Me voilà renvoyée à mes occupations habituelles. J'ai finalement siégé au
jury de deux affaires de la session d'Assises qui m'a retenue ces dernières
semaines: une histoire d'inceste, une autre de viol entre amis. Outre l'horreur
des situations décrites et l'abîme dans lequel ont sombré les victimes et les
accusés - qui tous deux ont avoué à l'occasion de ces audiences, c'est l'échec
des institutions sociales et judiciaires qui s'impose. Dans un cas, tout un
entourage familial, amical et professionnel est resté pendant plusieurs années
insensible aux signaux qui auraient pu alerter sur la violence faite à des
enfants, la séparation des parents pouvant expliquer le comportement erratique
des filles violées. Dans l'autre, un enfant déraciné devenu au fil des ans un
petit délinquant multi-récidiviste, n'a pu trouver de réponse psycho-sociale
adaptée aux séquelles qu'il porte de situations de violence vécues avant
d'arriver en France ; jusqu'au point où, très jeune adulte, sa rage se
retourne contre la seule personne qui l'a accompagné pendant des années.
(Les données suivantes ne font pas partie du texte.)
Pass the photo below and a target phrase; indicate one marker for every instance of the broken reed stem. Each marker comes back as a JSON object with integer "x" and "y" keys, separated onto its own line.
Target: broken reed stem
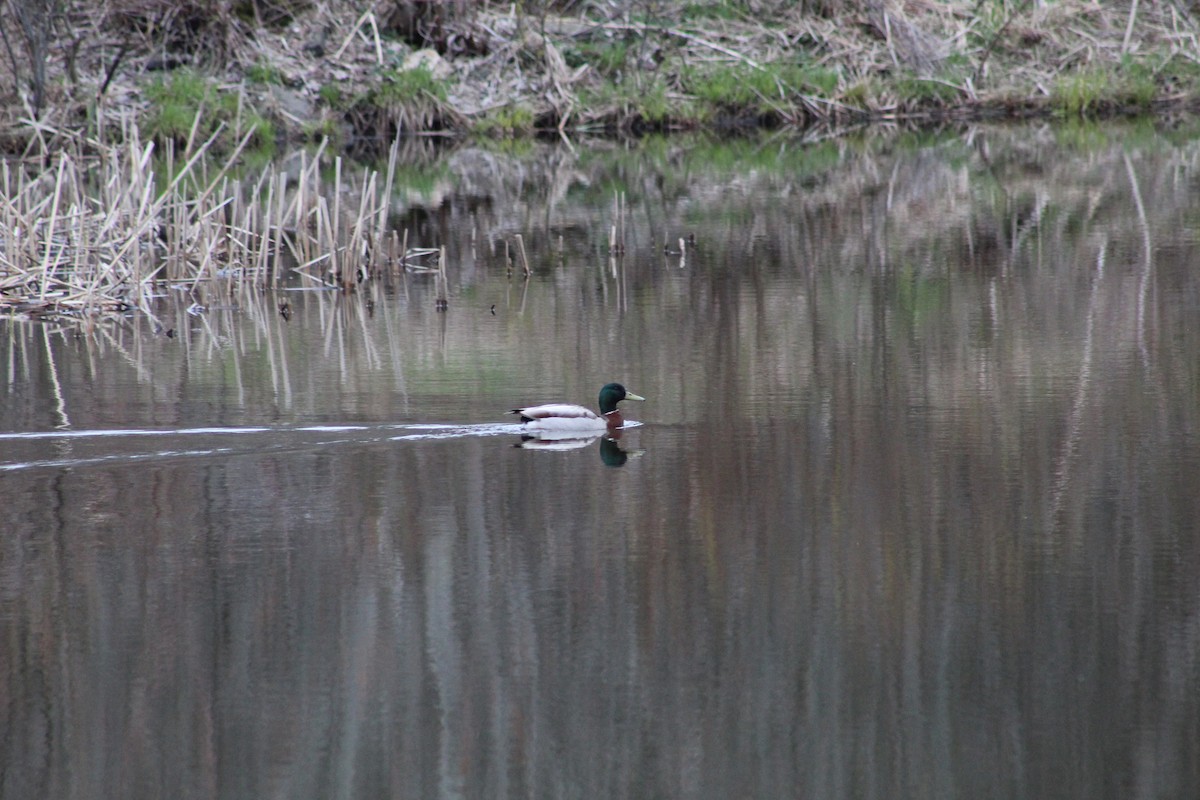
{"x": 525, "y": 258}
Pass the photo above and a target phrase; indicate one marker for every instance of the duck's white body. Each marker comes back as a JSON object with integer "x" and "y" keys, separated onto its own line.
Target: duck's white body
{"x": 562, "y": 416}
{"x": 565, "y": 417}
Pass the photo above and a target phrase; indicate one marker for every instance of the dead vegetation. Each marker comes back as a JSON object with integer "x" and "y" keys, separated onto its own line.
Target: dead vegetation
{"x": 107, "y": 227}
{"x": 351, "y": 71}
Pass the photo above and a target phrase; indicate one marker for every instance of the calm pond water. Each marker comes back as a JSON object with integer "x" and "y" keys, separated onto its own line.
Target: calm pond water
{"x": 912, "y": 510}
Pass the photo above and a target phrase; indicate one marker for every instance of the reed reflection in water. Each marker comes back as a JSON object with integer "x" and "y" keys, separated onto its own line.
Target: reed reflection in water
{"x": 912, "y": 510}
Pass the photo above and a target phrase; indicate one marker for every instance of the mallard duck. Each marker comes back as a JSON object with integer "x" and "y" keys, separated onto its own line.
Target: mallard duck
{"x": 564, "y": 417}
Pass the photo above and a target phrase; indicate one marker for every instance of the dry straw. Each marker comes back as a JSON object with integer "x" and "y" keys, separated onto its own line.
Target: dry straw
{"x": 108, "y": 228}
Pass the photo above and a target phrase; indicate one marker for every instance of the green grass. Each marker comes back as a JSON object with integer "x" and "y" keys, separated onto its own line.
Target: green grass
{"x": 507, "y": 120}
{"x": 743, "y": 88}
{"x": 178, "y": 98}
{"x": 1129, "y": 85}
{"x": 407, "y": 86}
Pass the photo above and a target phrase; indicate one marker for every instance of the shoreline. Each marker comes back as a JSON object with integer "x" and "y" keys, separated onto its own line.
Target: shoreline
{"x": 315, "y": 73}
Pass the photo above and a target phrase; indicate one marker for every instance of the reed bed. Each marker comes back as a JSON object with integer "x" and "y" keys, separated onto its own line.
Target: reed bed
{"x": 105, "y": 228}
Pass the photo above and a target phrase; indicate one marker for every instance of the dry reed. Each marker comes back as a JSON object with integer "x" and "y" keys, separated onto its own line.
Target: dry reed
{"x": 107, "y": 228}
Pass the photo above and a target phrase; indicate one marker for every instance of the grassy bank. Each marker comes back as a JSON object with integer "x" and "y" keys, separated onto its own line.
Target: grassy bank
{"x": 292, "y": 70}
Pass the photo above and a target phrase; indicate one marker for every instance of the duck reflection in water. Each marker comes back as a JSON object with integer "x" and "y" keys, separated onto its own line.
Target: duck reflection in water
{"x": 611, "y": 453}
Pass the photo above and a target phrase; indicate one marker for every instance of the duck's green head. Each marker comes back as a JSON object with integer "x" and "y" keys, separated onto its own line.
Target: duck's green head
{"x": 613, "y": 394}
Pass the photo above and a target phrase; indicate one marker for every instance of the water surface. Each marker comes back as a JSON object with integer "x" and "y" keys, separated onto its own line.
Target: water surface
{"x": 911, "y": 512}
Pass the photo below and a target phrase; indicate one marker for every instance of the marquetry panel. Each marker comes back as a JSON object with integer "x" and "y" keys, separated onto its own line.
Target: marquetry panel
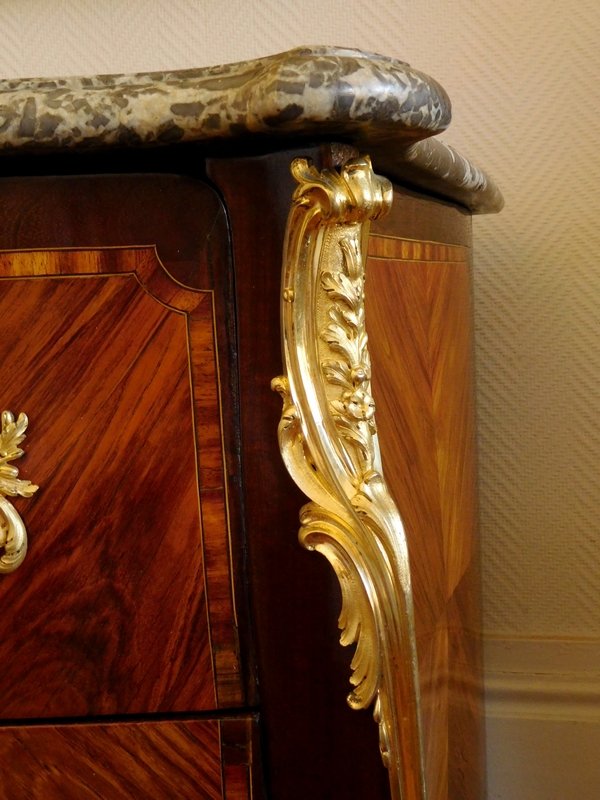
{"x": 242, "y": 774}
{"x": 419, "y": 323}
{"x": 122, "y": 761}
{"x": 115, "y": 364}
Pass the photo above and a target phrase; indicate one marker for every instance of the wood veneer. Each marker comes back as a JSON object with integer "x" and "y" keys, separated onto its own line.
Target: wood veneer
{"x": 185, "y": 221}
{"x": 418, "y": 315}
{"x": 314, "y": 744}
{"x": 109, "y": 610}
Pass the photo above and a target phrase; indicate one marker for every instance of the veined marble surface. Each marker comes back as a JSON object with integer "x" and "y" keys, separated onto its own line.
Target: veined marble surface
{"x": 379, "y": 104}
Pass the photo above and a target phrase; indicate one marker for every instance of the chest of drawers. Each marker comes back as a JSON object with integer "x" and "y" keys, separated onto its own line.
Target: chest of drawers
{"x": 165, "y": 635}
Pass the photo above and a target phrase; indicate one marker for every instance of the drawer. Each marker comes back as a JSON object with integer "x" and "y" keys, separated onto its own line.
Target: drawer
{"x": 191, "y": 759}
{"x": 124, "y": 603}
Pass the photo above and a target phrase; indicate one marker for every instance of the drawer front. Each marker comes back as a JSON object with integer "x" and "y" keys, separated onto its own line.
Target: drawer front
{"x": 419, "y": 323}
{"x": 115, "y": 365}
{"x": 205, "y": 759}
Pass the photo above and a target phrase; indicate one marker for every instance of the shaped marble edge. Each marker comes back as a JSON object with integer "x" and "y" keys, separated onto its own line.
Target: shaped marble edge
{"x": 379, "y": 104}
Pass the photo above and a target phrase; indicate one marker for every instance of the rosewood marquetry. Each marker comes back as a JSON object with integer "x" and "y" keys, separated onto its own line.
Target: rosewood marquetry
{"x": 418, "y": 314}
{"x": 183, "y": 222}
{"x": 109, "y": 608}
{"x": 140, "y": 331}
{"x": 174, "y": 760}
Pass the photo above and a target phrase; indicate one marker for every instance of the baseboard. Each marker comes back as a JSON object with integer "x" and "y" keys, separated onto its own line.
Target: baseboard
{"x": 551, "y": 679}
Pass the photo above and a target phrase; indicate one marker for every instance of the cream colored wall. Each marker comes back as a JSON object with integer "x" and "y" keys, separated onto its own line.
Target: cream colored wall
{"x": 524, "y": 78}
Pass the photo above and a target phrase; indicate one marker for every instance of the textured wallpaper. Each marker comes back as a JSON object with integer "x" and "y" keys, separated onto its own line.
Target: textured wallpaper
{"x": 523, "y": 76}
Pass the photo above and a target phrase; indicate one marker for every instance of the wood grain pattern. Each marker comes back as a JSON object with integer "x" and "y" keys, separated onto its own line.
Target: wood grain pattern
{"x": 184, "y": 220}
{"x": 124, "y": 761}
{"x": 419, "y": 323}
{"x": 242, "y": 774}
{"x": 109, "y": 608}
{"x": 314, "y": 744}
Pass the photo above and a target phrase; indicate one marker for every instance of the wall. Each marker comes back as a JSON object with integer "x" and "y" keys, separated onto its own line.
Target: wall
{"x": 522, "y": 75}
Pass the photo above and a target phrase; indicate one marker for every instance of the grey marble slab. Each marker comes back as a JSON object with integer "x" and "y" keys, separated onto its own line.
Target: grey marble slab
{"x": 379, "y": 104}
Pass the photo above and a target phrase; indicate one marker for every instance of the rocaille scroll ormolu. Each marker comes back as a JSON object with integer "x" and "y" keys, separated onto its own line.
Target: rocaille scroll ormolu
{"x": 13, "y": 534}
{"x": 328, "y": 440}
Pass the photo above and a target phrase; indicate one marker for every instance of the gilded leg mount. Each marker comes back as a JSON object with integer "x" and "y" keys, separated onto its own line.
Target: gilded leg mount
{"x": 13, "y": 534}
{"x": 328, "y": 441}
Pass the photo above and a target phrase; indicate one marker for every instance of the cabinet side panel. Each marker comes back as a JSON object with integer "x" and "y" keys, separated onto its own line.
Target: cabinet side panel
{"x": 183, "y": 221}
{"x": 419, "y": 322}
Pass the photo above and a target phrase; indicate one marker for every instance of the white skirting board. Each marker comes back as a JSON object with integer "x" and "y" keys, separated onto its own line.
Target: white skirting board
{"x": 543, "y": 718}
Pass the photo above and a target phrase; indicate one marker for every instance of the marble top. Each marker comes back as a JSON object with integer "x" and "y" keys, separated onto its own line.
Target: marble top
{"x": 379, "y": 104}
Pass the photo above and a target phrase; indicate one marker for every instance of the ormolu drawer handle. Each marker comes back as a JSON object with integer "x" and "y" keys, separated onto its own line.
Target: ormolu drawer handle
{"x": 13, "y": 534}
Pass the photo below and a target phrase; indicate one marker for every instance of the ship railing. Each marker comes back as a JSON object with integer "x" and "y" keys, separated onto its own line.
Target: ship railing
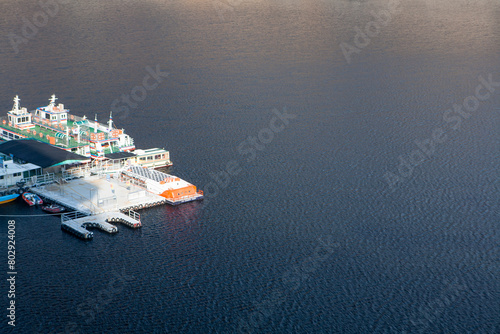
{"x": 76, "y": 172}
{"x": 39, "y": 180}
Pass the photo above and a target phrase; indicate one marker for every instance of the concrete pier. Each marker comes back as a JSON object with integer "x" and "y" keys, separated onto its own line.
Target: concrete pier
{"x": 98, "y": 194}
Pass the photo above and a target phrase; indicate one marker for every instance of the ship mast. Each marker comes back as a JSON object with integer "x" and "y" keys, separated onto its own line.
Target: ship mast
{"x": 52, "y": 100}
{"x": 110, "y": 123}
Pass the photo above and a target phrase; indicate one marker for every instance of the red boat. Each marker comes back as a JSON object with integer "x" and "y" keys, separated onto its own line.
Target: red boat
{"x": 32, "y": 199}
{"x": 52, "y": 208}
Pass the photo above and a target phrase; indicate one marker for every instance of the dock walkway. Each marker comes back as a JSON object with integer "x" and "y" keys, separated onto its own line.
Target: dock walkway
{"x": 77, "y": 223}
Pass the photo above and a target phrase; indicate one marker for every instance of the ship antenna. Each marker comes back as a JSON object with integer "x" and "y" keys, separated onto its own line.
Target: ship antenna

Ces cas sont des symptômes de la violence que véhicule notre société. La croire
- cette violence - caractéristique des zones de fracture comme l'Afghanistan
est un leurre. Elle est issue de notre monde de compétition qui concentre les
ressources entre les mains d'un petit nombre de puissants prédateurs, lesquels
font croire au plus grand nombre que s'ils n'arrivent pas au sommet c'est parce
que les plus vulnérables volent leur part du gâteau.
C'est seulement le traitement social de cette violence qui est différent. En
Afghanistan, les règlements traditionnels tentent de trouver une solution
collective aux conflits : les familles prennent la responsabilité des
égarements des leurs, et s'engagent en bloc dans une démarche de réhabilitation
du coupable, de réparation de la victime et de réconciliation de la communauté,
parce que seul l'honneur du groupe permet de survivre dans la violence. En
France, une transgression des règles doit trouver un coupable, lequel doit être
puni. Et le plus souvent, la condamnation est accompagnée d'un rejet de
l'environnement. Seules les mères anéanties rendent visite par la suite aux
détenus enterrés vivants; pères, frères ou sœurs, amis, collègues ne prennent
souvent même pas la peine de venir témoigner aux procès.
Ces condamnés sont des boucs émissaires.